I nodded. The whole business was getting plainer. That scream we heard had been Mir's way of throwing us off the track. He had thought Soloway dead, had raced back to let his henchmen in the front door, and had donned his gruesome robe.
"But—but how," Dorothy asked, helplessly, "did he come as the doctor? How did he know whom I called? I took a name at random."
"Simple," I said. "The whole thing was planned. I, a nameless tramp, was the decoy. He had your wire tapped, answered your call, heard you mention the name. Then he cut the wires to make sure you couldn't call again."
SOLOWAY fell back. The blue of death was spreading over his features. Soon, I thought with sudden anguish, we would follow. I didn't want to die now, not after I knew that Dorothy loved me.
"Fool!" I shouted suddenly to myself. I clawed down to the stricken man. "What was the name of the missing ingredient?" I cried. My heard was thumping with a wild hope. Then it sank. The stricken man did not seem to hear. He lay motionless, dead.
I shook him, I cried, I raged. Life had beckoned and then vanished. It was incredible, horrible.

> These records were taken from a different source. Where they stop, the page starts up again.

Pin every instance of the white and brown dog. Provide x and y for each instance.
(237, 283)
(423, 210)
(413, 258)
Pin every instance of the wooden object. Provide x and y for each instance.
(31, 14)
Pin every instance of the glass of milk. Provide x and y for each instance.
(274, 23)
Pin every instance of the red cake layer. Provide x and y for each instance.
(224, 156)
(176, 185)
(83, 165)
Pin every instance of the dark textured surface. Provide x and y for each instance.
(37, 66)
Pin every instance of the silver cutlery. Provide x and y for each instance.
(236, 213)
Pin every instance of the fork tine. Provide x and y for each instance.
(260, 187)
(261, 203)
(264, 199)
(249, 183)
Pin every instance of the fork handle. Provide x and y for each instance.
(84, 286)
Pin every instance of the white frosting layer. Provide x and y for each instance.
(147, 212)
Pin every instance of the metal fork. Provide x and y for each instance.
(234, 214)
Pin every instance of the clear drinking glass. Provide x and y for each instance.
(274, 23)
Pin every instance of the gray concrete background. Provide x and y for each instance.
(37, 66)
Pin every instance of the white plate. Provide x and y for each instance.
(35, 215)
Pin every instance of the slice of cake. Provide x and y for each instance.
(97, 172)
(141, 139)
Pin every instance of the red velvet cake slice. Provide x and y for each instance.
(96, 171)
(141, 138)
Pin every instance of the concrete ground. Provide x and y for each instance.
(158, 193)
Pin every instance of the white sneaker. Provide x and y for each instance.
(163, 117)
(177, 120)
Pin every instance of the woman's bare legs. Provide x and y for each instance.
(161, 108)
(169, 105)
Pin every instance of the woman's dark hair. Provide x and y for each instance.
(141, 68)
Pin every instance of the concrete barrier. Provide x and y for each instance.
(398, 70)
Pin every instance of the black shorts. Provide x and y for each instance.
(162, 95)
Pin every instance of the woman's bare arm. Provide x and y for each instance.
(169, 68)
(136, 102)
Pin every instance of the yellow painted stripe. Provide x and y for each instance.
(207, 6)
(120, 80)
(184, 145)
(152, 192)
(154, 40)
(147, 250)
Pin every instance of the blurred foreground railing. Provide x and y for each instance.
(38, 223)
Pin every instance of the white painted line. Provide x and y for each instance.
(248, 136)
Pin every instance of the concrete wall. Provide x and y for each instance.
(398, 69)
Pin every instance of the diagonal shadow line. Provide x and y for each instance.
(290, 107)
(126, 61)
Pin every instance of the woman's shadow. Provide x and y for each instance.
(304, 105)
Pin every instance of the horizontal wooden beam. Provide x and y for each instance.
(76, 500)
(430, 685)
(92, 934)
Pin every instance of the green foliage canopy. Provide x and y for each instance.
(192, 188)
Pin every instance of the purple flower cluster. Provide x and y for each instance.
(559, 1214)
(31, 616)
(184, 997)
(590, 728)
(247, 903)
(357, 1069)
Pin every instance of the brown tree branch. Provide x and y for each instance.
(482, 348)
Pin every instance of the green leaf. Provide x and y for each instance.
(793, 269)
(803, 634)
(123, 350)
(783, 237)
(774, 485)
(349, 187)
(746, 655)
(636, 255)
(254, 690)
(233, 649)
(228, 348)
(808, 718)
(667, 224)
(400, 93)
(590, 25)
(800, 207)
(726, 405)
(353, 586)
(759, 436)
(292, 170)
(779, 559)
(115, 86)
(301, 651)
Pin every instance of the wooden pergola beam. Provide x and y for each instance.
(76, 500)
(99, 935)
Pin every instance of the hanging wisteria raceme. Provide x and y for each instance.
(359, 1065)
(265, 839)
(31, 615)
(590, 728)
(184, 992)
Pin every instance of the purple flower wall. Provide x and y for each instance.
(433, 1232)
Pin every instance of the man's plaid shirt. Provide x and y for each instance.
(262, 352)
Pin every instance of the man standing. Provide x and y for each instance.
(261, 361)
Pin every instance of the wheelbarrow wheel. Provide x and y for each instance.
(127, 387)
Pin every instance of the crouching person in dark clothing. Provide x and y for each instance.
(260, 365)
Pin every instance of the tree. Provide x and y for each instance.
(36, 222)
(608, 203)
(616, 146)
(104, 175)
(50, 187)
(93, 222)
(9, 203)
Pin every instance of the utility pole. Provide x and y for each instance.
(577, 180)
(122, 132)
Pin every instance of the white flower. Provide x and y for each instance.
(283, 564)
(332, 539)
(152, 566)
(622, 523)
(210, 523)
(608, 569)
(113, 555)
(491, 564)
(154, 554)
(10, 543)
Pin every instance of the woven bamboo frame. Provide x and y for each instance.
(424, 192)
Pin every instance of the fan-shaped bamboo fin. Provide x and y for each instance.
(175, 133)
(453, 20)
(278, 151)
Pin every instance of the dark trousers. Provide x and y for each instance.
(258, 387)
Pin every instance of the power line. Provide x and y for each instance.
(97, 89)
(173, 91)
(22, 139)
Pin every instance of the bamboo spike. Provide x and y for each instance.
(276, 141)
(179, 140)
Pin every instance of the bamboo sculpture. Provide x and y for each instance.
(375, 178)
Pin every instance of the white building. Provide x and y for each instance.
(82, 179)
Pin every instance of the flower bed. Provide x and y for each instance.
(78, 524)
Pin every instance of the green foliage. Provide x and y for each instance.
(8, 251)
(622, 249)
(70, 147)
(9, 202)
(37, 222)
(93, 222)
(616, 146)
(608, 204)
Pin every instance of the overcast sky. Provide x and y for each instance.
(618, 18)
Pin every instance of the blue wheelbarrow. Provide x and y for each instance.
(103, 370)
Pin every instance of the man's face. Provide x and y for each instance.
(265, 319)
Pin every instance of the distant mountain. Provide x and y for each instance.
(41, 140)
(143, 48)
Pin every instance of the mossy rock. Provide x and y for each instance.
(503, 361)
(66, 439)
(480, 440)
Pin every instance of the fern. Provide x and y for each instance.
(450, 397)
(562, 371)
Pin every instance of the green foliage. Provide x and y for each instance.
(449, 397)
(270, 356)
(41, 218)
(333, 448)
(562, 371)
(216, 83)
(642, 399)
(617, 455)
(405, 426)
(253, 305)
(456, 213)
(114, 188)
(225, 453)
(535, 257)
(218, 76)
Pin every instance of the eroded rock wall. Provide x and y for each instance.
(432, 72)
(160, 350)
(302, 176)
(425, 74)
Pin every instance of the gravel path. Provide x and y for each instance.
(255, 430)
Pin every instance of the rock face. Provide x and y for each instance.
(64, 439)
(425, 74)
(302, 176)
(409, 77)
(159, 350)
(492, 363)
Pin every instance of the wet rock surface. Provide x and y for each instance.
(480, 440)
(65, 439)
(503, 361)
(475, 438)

Then suddenly I recollected. The pseudo-doctor's bag! I raced for it; I stormed through its contents. There was the colorless flask, filled with a clear liquid. The antidote—minus the one precious ingredient. I held it up, almost let it drop in despair. Dorothy cried out sharply. "Gil, for God's sake, don't! The last thing mentioned on father's notes was potassium sulphate. I remember that. We have—have it here!"
She was running toward the glass shelf, toward a stoppered bottle. Then she stopped, turned tragic face to me. "But the exact amount," she whispered. "That—I don't know."
There was no time to experiment. Life was slipping fast. I could not stand the fire in my throat much longer. My hopeless eyes fell on the syringe. Strychnine!
The stuff that had pumped life momentarily into me.
It was the last chance. I grabbed it, wabbled unsteadily back to the dead-seeming man. No spark of life was on his monstrous countenance. Dully, without hope, I squirted the contents into his arm.
Nothing! It was all over. I rose wearily. God! If only—
Dorothy's sharp cry jerked me around. "Gil—his eyelids! I saw them flicker!"
I was on my knees again, shaking him frantically. His lips moved soundlessly; his eyes opened.
I cried: "How much potassium sulphate? How much?"
He stared upward with the look of one already dead; then his lips moved. I bent down, caught the faintest of whispers: "One per cent." A shudder rippled over his body. His eyes were open, but he did not see. This time he was irrecoverably dead.
But now it did not matter. It is not necessary to tell how we measured the precious dose with shaking hands, how carefully we added it to the liquid, how, with shuddering prayers, we drank.
It is enough that we are alive today, happy in our new home in this midwestern city from which our antidote cleared away the last vestiges of the plague that had spread horror for one long, nightmarish week. It is enough that once more I face the world, boldly, confidently, with a substantial sum of money in the bank, subscribed by a grateful people, whose lives we saved with the completed formula.
And we, that is, my wife and I, have made it a fixed, unalterable rule never to discuss the soul-grinding terrors of that night at Meadow Street. But often, at night, I cannot stop myself from reliving each dreadful moment. But then I hear my wife's calm breathing, and a blessed peace steals into my soul, and I sleep.